Eisenkot said Iran is giving Lebanese terror group Hezbollah approximately $1 billion a year, and that the Shiite organization remains “our central threat.”
“Hezbollah is funded, trained and even led by Iran,” he said.
He acknowledged that “there is no doubt that the accord between Iran and the West is a strategic turning point.”
“The IDF needs to be prepared for the breakout of war in a very short period. It would be a mistake to put all our resources into the fight against terror,” he said.
Israeli estimates put Hezbollah’s rocket arsenal at 100,000 short-range rockets capable of striking northern Israel, plus several thousand missiles that can reach Tel Aviv and central Israel, and hundreds more that can reach across the entire country.
However the Iranian-backed group has been bogged down battling Sunni rebel groups in Syria in an effort to prop up Syrian President Bashar Assad’s regime, suffering heavy casualties along the way.

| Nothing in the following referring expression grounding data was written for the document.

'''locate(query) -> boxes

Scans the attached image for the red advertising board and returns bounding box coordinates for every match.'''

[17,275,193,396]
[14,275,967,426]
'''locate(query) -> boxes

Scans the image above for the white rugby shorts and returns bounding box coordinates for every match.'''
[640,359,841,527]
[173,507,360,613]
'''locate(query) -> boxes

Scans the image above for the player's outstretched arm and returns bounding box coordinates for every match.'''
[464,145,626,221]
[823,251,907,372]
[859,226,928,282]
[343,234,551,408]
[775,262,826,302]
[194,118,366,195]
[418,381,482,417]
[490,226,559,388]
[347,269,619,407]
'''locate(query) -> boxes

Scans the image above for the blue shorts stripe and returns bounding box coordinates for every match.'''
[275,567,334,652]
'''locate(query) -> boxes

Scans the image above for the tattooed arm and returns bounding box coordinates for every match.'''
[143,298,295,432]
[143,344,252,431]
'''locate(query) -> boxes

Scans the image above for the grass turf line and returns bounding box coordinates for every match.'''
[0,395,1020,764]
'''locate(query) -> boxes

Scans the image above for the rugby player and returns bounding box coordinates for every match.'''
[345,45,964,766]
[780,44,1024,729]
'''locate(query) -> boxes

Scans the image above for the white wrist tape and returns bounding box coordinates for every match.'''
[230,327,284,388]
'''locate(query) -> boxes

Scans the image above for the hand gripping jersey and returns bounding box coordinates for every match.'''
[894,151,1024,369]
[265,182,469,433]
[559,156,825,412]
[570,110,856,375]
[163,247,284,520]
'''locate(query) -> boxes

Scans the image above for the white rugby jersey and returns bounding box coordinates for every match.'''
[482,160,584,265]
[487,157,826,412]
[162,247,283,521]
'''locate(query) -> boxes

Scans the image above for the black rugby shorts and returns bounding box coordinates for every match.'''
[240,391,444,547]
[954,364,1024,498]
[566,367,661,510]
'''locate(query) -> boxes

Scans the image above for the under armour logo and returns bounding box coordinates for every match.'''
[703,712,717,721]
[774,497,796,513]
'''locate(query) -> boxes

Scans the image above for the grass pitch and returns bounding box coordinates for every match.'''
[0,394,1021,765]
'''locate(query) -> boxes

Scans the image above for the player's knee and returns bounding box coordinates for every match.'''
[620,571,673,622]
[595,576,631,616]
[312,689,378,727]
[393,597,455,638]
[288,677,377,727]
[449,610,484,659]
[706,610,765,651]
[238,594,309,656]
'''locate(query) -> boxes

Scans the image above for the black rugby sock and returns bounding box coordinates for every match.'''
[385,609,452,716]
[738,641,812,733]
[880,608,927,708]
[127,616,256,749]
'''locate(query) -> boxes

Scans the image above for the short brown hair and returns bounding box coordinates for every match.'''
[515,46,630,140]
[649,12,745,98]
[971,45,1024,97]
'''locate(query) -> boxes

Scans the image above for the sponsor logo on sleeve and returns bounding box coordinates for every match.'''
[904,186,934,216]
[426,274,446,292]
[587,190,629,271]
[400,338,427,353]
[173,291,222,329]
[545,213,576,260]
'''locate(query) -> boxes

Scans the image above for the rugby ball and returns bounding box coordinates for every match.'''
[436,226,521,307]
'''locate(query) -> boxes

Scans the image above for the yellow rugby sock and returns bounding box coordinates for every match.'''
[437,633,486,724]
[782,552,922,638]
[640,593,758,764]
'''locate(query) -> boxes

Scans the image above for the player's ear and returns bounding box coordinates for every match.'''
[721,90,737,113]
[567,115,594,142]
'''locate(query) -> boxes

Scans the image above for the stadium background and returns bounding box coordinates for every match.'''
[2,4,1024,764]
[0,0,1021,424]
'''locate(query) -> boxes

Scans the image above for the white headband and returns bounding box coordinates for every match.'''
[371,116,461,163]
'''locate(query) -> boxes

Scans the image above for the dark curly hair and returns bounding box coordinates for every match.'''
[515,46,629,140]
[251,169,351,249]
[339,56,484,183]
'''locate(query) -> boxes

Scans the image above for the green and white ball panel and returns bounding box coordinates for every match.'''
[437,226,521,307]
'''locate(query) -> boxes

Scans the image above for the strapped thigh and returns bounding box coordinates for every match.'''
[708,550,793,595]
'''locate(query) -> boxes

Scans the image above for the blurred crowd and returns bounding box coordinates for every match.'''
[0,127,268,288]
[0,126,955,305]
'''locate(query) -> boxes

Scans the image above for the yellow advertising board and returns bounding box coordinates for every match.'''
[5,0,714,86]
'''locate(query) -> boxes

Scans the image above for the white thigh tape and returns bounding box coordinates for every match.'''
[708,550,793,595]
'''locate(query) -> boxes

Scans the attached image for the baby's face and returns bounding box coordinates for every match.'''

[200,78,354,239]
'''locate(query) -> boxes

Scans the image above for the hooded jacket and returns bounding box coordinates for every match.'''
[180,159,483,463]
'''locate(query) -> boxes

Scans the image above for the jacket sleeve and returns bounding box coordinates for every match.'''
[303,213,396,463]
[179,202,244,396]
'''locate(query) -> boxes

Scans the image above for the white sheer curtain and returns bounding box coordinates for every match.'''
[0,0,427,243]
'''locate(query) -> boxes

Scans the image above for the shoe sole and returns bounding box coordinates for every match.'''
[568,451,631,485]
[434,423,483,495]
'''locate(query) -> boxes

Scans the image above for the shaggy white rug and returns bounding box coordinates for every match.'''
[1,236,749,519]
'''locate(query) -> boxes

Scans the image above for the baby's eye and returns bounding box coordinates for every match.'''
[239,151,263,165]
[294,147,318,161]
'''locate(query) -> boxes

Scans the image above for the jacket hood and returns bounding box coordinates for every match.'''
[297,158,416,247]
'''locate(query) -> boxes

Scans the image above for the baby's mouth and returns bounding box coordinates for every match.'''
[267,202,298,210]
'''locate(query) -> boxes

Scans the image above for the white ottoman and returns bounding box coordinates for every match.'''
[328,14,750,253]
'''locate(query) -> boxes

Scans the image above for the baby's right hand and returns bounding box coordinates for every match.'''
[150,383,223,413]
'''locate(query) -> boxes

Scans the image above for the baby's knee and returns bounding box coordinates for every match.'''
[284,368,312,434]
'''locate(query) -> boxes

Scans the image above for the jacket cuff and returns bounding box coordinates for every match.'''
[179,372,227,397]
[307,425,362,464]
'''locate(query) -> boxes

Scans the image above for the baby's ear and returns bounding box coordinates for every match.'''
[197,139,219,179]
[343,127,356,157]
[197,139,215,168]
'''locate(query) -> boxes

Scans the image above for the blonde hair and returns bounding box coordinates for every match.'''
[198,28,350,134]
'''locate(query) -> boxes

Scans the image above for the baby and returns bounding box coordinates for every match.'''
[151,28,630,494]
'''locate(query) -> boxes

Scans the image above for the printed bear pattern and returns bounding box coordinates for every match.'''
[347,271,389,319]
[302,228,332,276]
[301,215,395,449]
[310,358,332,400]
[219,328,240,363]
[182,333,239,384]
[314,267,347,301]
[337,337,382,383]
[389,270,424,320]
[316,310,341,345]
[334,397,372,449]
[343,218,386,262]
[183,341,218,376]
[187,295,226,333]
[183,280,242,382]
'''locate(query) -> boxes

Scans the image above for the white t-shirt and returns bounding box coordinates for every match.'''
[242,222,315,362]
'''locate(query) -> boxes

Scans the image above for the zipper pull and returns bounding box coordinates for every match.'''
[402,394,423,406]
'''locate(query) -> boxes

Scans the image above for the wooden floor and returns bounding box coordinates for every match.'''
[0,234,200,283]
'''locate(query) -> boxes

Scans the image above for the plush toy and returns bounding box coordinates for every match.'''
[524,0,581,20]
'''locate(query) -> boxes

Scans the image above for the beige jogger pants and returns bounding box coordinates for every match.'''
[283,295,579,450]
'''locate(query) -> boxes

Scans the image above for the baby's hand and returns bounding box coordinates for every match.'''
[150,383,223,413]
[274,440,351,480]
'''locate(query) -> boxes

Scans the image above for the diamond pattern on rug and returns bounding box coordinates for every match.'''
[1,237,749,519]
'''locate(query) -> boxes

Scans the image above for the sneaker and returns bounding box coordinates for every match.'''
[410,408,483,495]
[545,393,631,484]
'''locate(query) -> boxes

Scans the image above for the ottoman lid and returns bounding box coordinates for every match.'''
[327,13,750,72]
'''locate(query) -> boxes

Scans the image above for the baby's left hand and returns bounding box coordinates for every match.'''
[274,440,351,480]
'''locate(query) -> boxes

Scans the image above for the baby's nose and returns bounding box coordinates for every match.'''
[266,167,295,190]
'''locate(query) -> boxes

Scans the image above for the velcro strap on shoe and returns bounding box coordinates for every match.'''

Despite occasional cross-border flare-ups with Israel, officials believe the group is not interested in another large scale conflict with the Jewish State akin to the 2006 Second Lebanon War.
Eisenkot warned that a more immediate threat was daily violence in the West Bank and Jerusalem, which he warned would continue “for years.”
Calling the spate of stabbing attacks the “most worrying,” he noted that Monday morning’s stabbing of a pregnant woman in a settlement was the 101st attack on a civilian or soldier since hostilities escalated in late September.
Palestinian children, he said, were being educated by the sword and the Koran.
He also warned about possible threats from the Islamic State terror group, which he claimed has greater support in the West Bank and Gaza Strip than in any Arab state, with 16% approval, and said its adherents could turn their sights against Israel and Jordan.
In Gaza, Eisenkot warned that with Iranian backing, Hamas could restart hostilities with Israel. He said the sporadic rocket fire at southern Israel in the past year was carried out by radical Salafist groups in the Gaza Strip who are opposed to Hamas, and that the area was quieter in 2015 than at any point since the 1970, but the quiet might not last.
“Hamas is busy rehabilitating its abilities with Iranian aid instead of focusing on rebuilding the [Gaza] Strip,” Eisenkot said.
Sketching out Israel’s strategic priorities, the chief of staff, who took command of the Israeli armed forces last year, said the two ascendant issues were the growing threat of terrorist groups and cyber warfare, while weapons of mass destruction and conventional wars between states were of diminishing concern — “though the IDF is still prepared for it.”
It used to be that armies were either preparing for war or waging it, Eisenkot said. Now you must to do both at the same time, constantly employing force.